ZeniMax Online Studios is attempting to calm worried fans by insisting the Elder Scrolls Online team remains intact enough to keep delivering quality content, even as Xbox's sprawling layoffs continue to reshape the gaming division.
Last week, Xbox CEO Asha Sharma initiated a massive workforce reduction that cut 1,600 jobs immediately, with another 1,600 positions slated for elimination over the next year. Maryland labor filings reveal that ZeniMax took a significant hit, with 213 positions eliminated at the Cockeysville office and 166 at the Rockville headquarters, totaling 379 cuts across the studio.
The studio confirmed that ESO's planned content roadmap would need adjustment following the cuts. But in a message at the ESO Tavern community event held in Germany over the weekend, studio leadership pushed back against doomsday scenarios. Associate design director Jason Barnes and associate director of community management Jessica Folsom told attendees that the layoffs did not signal the end of ESO or a shift to maintenance mode.
The key reassurance centered on team size. According to statements made at the event, the ESO team is now staffed at the same level it was when the studio produced two well-regarded expansions: Wrothgar in 2015 and Summerset in 2018. ESO community manager Kevin Gbolie reinforced the message in a forum post, saying the plan remains to deliver strong content with updates coming soon.
ZeniMax's move mirrors damage control efforts from id Software, another studio hit hard by the Xbox cuts. The legendary Doom developer lost roughly half its staff, with 96 employees cut from its Texas office and 40 remote roles eliminated. Id Software responded with similar reassurances, claiming it still had the headcount needed to make great games, pointing to its workforce size during the well-received 2016 Doom reboot as a baseline.
Behind the scenes, sources say ZeniMax is also exploring ways to collaborate more closely with Bethesda Game Studios in support of the broader Elder Scrolls franchise, hinting at coordination around future projects.
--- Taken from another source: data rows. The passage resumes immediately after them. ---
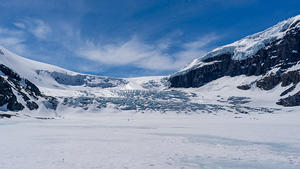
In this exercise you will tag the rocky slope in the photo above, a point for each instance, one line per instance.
(18, 93)
(272, 55)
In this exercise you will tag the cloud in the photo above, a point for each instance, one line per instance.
(137, 53)
(13, 40)
(36, 27)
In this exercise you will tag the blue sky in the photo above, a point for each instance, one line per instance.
(126, 38)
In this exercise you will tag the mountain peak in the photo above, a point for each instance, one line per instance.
(250, 45)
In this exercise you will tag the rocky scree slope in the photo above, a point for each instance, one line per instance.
(18, 93)
(272, 55)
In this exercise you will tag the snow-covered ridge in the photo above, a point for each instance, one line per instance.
(249, 45)
(49, 76)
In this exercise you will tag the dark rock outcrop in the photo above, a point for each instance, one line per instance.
(12, 86)
(290, 101)
(259, 64)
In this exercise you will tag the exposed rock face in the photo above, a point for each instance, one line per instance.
(260, 63)
(7, 96)
(277, 48)
(13, 88)
(289, 101)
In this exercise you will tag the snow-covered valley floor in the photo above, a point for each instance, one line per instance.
(158, 141)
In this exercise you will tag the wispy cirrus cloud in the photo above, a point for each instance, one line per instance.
(147, 56)
(36, 27)
(13, 39)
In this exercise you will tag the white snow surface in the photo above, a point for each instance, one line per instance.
(157, 141)
(247, 46)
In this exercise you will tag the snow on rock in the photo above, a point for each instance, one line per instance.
(249, 45)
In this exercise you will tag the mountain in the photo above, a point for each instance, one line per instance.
(257, 74)
(271, 55)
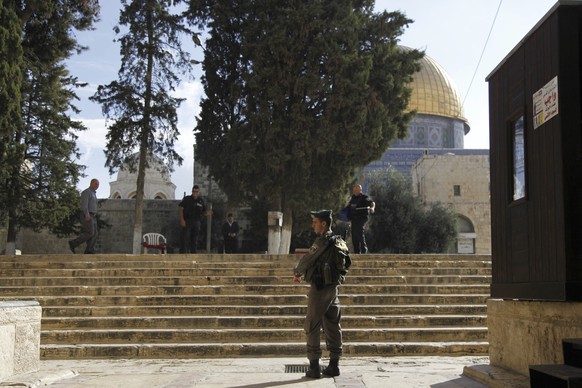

Bethesda leadership framed the layoffs as part of a strategic pivot toward sustainable growth and better resource alignment across its strongest franchises.
The messaging from both studios appears designed to reassure players and staff that scaled-down operations can still produce meaningful content. But the anxiety underneath remains real. Another 1,000 plus Xbox employees still face potential layoffs in coming months, leaving current staff working in an environment of ongoing uncertainty.
Author Emily Chen: "The staffing comparisons ring hollow without concrete timelines and project commitments, and players have learned to be skeptical when studios promise stability while their parent company is still swinging the axe."